Branching is easy. Merging is hard.

Forking a language model conversation requires only copying the KV cache. One branch explores cats, another dogs; one branch praises the mayor, another criticizes. But rejoining divergent branches has no standard mechanism. The options — pick a winner, summarize both, concatenate — all operate in token space. None performs reconciliation in the model’s own representational space.

This post tests a direct alternative: merge branches by interpolating their key-value caches.

For autoregressive transformers, the KV cache is the latent state. Run a shared prefix, save the cache at the fork, continue with two branch prompts, compute the suffix deltas, interpolate, decode.

This should fail. The branches traverse different semantic trajectories. Their keys and values occupy identical positional slots but represent different tokens. Averaging them could produce gibberish.
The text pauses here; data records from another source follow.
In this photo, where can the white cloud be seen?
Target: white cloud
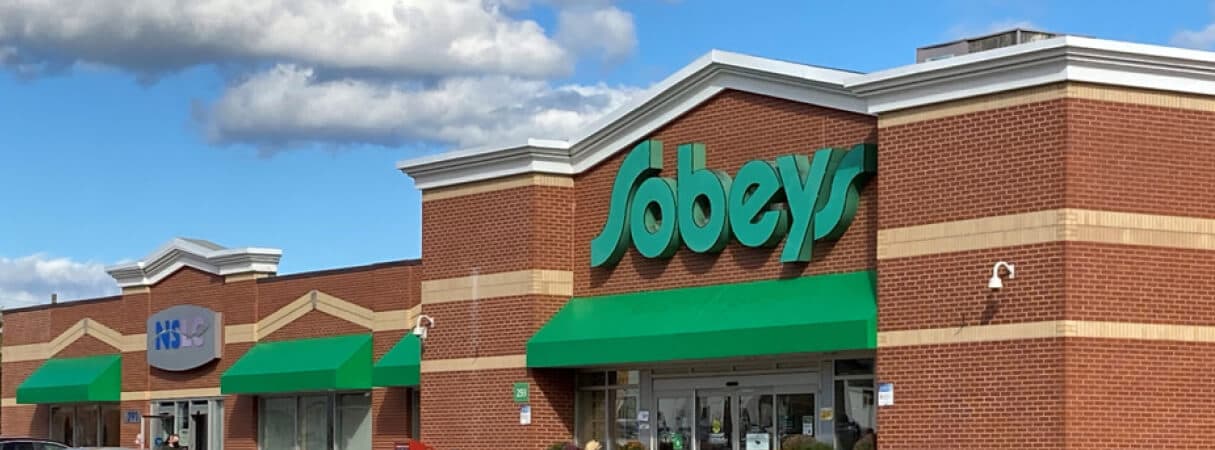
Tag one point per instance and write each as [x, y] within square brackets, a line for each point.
[288, 106]
[343, 72]
[1202, 39]
[30, 280]
[410, 38]
[605, 29]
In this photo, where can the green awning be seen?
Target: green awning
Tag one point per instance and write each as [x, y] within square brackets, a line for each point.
[763, 318]
[400, 365]
[74, 380]
[301, 365]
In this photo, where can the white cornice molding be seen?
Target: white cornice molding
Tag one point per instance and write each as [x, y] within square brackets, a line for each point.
[657, 106]
[1063, 58]
[199, 254]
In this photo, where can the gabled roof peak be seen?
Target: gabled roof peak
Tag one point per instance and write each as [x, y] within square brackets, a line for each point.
[202, 254]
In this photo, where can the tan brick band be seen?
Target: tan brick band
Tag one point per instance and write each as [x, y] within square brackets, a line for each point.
[1047, 93]
[1052, 328]
[1054, 225]
[523, 282]
[147, 395]
[232, 333]
[473, 364]
[497, 185]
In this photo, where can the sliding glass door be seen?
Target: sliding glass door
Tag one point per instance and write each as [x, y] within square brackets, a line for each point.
[316, 422]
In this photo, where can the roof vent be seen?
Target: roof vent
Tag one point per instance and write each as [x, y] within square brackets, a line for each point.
[971, 45]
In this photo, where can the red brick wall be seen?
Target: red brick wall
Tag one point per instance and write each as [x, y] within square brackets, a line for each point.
[1163, 386]
[474, 410]
[1140, 158]
[1047, 393]
[498, 231]
[390, 416]
[487, 327]
[981, 395]
[979, 164]
[950, 290]
[735, 127]
[391, 286]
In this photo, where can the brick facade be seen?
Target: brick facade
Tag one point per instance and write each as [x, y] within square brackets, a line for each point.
[1092, 331]
[1063, 392]
[383, 287]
It does not. The merged cache decodes fluently in every case tested. But fluency is not the finding.

The finding is that merged states fall into three semantic regimes, and the boundaries between those regimes reveal structure in how transformers encode branch-specific information.

Code and figures live in the project repository.

Method

Run a shared prefix through the model. Save the KV cache at that point: the fork. Continue from the fork with two branch prompts, A and B, of equal token length. Save each branch’s cache.
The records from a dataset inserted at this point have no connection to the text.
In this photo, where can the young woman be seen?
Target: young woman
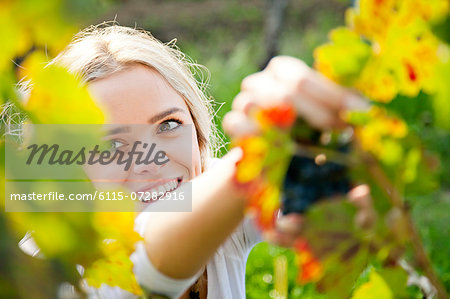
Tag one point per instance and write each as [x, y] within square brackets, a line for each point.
[139, 80]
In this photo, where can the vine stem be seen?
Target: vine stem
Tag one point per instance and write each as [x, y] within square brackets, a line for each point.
[397, 201]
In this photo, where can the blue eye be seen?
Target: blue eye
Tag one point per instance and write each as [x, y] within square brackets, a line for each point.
[116, 145]
[168, 126]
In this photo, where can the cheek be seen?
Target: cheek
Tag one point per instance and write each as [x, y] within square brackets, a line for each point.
[106, 176]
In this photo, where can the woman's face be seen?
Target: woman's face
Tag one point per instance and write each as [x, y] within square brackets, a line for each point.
[140, 105]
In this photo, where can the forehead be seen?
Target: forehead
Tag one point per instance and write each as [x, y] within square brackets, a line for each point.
[134, 95]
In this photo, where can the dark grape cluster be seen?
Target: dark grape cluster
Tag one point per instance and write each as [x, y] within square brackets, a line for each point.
[306, 182]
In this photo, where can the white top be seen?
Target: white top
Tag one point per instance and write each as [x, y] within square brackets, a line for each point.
[226, 270]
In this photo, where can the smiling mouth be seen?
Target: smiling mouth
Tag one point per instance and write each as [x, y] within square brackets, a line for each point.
[158, 191]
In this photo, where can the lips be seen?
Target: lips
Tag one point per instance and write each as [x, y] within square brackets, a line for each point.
[159, 189]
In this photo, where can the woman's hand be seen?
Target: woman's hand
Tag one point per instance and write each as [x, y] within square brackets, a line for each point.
[317, 100]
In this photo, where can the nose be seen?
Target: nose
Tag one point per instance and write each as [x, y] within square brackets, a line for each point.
[144, 163]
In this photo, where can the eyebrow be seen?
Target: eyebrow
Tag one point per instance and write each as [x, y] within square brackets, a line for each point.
[163, 114]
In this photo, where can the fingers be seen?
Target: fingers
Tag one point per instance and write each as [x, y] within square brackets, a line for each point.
[287, 80]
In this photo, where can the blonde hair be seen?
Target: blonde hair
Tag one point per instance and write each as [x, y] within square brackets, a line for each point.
[99, 51]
Branch caches cannot be compared directly because the sequence length grows. The useful object is the suffix delta: the new keys and values added after the fork position.

delta_A = branch_cache_A[fork_position:]
delta_B = branch_cache_B[fork_position:]

The merge operator interpolates these suffix deltas and reattaches them to the shared fork:

merged_suffix = interpolate(delta_A, delta_B)
merged_cache  = concat(fork_cache, merged_suffix)
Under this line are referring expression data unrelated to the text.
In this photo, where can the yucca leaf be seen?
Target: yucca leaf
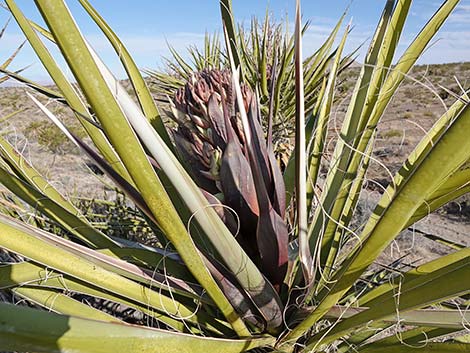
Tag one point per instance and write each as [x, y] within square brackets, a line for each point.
[29, 243]
[58, 333]
[119, 132]
[336, 180]
[140, 87]
[300, 155]
[57, 302]
[26, 273]
[422, 270]
[412, 295]
[429, 347]
[220, 237]
[69, 93]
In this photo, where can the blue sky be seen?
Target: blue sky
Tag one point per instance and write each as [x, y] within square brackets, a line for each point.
[145, 26]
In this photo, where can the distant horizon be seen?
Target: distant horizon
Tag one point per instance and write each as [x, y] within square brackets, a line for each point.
[145, 32]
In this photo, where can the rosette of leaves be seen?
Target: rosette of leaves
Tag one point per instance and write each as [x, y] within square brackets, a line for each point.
[198, 288]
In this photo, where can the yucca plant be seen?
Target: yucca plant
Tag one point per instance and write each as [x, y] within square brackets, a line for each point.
[282, 282]
[257, 49]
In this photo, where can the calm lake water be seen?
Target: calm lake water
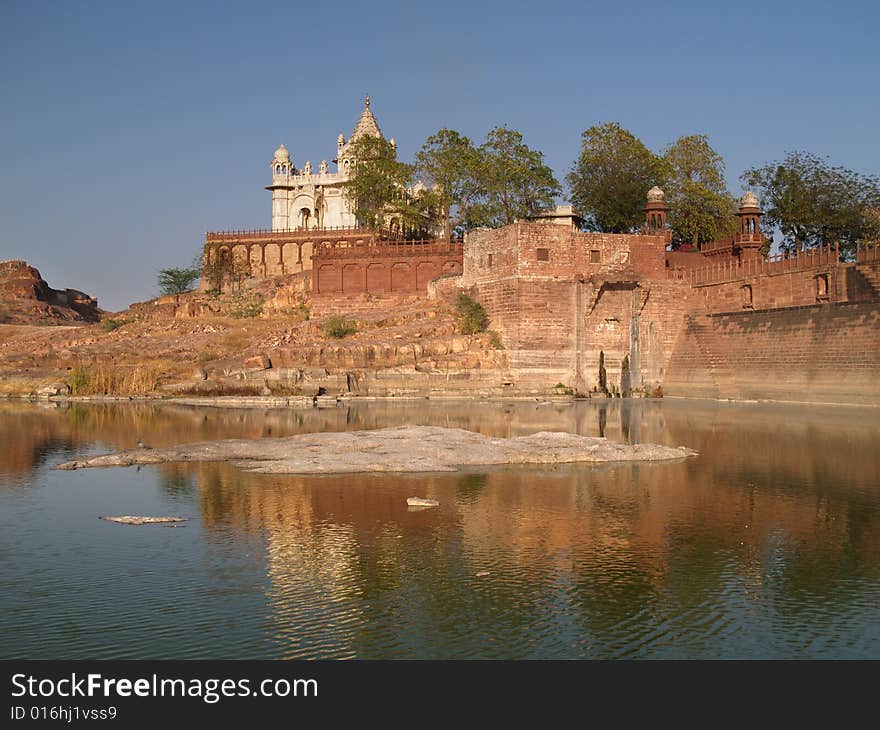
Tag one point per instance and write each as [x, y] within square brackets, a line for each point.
[765, 545]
Decoding from the merged cache requires a probe token (HuggingFace causal models need at least one input token to produce logits from a cache state). Metrics are averaged across four probe tokens (" The", ".", " about", " It") to reduce probe sensitivity.

Figure 1: Method Pipeline

Method diagram

A shared prefix anchors both branches. The merge replaces only the post-fork suffix, isolating what branch-specific cache deltas carry.

Merge strategies

The experiments tested 23 merge strategies across four families.

Layer-level strategies apply a per-layer blend weight: uniform averaging, uniform slerp, late-only (upper half of layers), early-only, sigmoid ramp, and last-layer-only.

Head-level strategies operate per attention head: cosine-gated merging (merge only heads where branch similarity exceeds a threshold), max-norm head selection, norm-weighted slerp, sparse interleaved merging, cumulative merging, odd/even head merging, and orthogonal injection.

Component-selective strategies separate keys from values: V-only merging (merge values, keep keys from one branch), cross-wired K/V (keys from A, values from B), and alignment-gated V merging.

Weight search strategies evaluate multiple blend weights per pair (0.3, 0.4, 0.5, 0.6, 0.7) and select the weight that minimizes branch imbalance while maintaining sufficient branch mass.

Slerp (spherical linear interpolation) interpolates direction on the unit hypersphere and linearly interpolates magnitude. When vectors are nearly parallel, it falls back to linear interpolation.

Three regimes

The merged cache does not produce one kind of outcome. It produces three.

Three quantities separate them.

Branch balance measures which branch dominates the merged distribution:

balance = log(mass_A / mass_B)

where mass is the total probability on branch-specific discriminative tokens.

Branch mass measures how much probability remains on branch-specific vocabulary:

branch_mass = mass_A + mass_B

Entropy change measures whether the merge sharpens or diffuses relative to the unmerged branches:

dH = H(merged) - 0.5 * (H(branch_A) + H(branch_B))

Confluence occurs when balance stays near zero, branch mass stays high, and entropy remains stable. Both branches remain active.

Washout occurs when branch mass drops and entropy increases. The merge stays fluent but loses branch-specific content. Output drifts toward generic continuation.

Collapse occurs when branch mass stays high, balance shifts toward one branch, and entropy decreases. The merge sharpens into one branch and suppresses the other.

Figure 2: Regime Map

Regime map

KV-cache merge outcomes in (|balance|, branch_mass) space, colored by entropy change. Three regimes emerge: confluence at low |balance| and high branch mass, washout at low branch mass with positive entropy change, and collapse at high |balance| with negative entropy change.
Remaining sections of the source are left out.